In today’s challenging economic environment, where aspirational customer cohorts possess ample choices and diminished loyalty, fashion brands are compelled to rethink their marketing strategies. A recent roundtable discussion hosted by The Business of Fashion (BoF) alongside data science firm Ekimetrics shed light on the importance of developing sophisticated measurement techniques to effectively optimize brand marketing efforts.
In 2024, global economies are still grappling with uncertain recoveries. In the UK, economic growth has stagnated, while in the US, consumers are facing record credit card debts, which topped an unprecedented $1.14 trillion. Concurrently, China has forecasted that its GDP growth will once again fall short of the government’s targets. Despite a drop in monthly consumer price inflation in the US — the first occurrence in four years — apparel prices have unexpectedly risen, further evidencing the complex dynamics at play in the fashion sector.
In this climate of constrained spending, brands vie for the discretionary incomes of aspirational consumers who are becoming increasingly discerning about where and how they allocate their resources. A mere connection with these customers is no longer sufficient; brands must create meaningful interactions and engage them in their preferred domains.
To address these challenges, BoF and Ekimetrics convened marketing leaders from various flagship brands including Jimmy Choo, Harrods, and Frasers Group. This gathering provided an excellent opportunity for executives across the UK’s fashion landscape to discuss both the principles and the practicalities of effective brand marketing and measurement frameworks.
Since its inception in 2006, Ekimetrics has emerged as a leader in utilising artificial intelligence and advanced data analytics to serve over 50 luxury brands, alongside collaborations with multinational corporations like Estée Lauder and Nestlé. Insights garnered have culminated in critical findings, such as those presented in the companion paper, “Driving Long Term Performance with Customer Lifetime Value.”

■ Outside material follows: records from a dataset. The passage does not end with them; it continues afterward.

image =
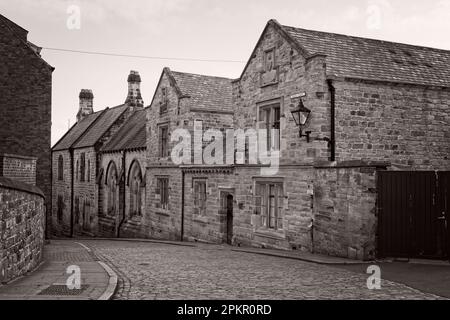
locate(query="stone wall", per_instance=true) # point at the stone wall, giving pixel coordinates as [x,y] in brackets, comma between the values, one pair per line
[18,168]
[60,226]
[345,216]
[25,100]
[22,221]
[406,125]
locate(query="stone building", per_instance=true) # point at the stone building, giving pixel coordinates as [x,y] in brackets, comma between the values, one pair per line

Matt Andrew, partner at Ekimetrics, emphasised a prevalent disconnect faced by brands: while many acknowledge the importance of long-term brand marketing investments, they often cannot quantify this in terms of measurable business outputs. This uncertain terrain is prompting a significant cultural shift within sectors such as fashion, where 71 percent of executives are intending to increase their brand marketing budgets in 2024, compared to only 46 percent who plan to boost performance marketing spending.
The roundtable discussion delineated several vital practices necessary for engaging modern consumers. Here are some key takeaways from the event:
1. Accommodate Long-Term Strategic Goals with Longer Lead Times
“Brands often bear the brunt during periods of economic downturn, not due to a lack of value creation, but rather a failure to demonstrate this value with the right metrics,” reflected one attendee. The necessity to consider longer lead-times when assessing performance cannot be understated. Brands must evaluate how various consumer cohorts have interacted over extended durations.
2. Adjust KPIs to Measure Lifetime Value Effectively
The conversation highlighted the need for a more streamlined approach to setting key performance indicators (KPIs) — establishing metrics such as lifetime value, brand equity, and short-term sales. These North Star metrics should guide all marketing efforts and encourage a culture of innovation needed to maintain brand relevance.
3. Align Product with Brand in a Culture of Product-First Paths to Brand Discovery
A notable shift observed by attendees is the increasing inclination among younger consumers to adopt a product-first mindset. Here, brands that effectively bridge their product offerings with their overarching brand promise stand to gain loyalty and recognition amidst an ever-increasing competition for attention.
4. Create Rewards and Loyalty Programs
Understanding customer behavior through data analytics is paramount. Attendees noted that focusing on customer segments is vital for retention; for instance, recognizing that the fourth purchase hits a crucial threshold for many clients has been a game changer for developing targeted loyalty strategies.
5. Explore Diverse Marketing Tactics to Avoid Over-Reliance on Content Creators
Influencer marketing has proven successful for many brands, yet there lies a risk of diminishing brand identity when relying excessively on such figures for visibility. While content creators can amplify reach, it’s essential for brands to solidify and communicate their unique identity beyond influencer partnerships.
The insights shared at this roundtable reflect a coherent narrative across the fashion industry: evolving measurement techniques in brand marketing is not just a necessity. It is vital in fostering long-term consumer relationships, optimizing marketing investments, and ensuring sustainable growth in an unpredictable economic landscape.
In an era of changing consumer dynamics and economic uncertainty, brands that prioritize authentic engagement and a robust understanding of their metrics will undoubtedly be positioned better to cultivate customer loyalty and achieve enduring success.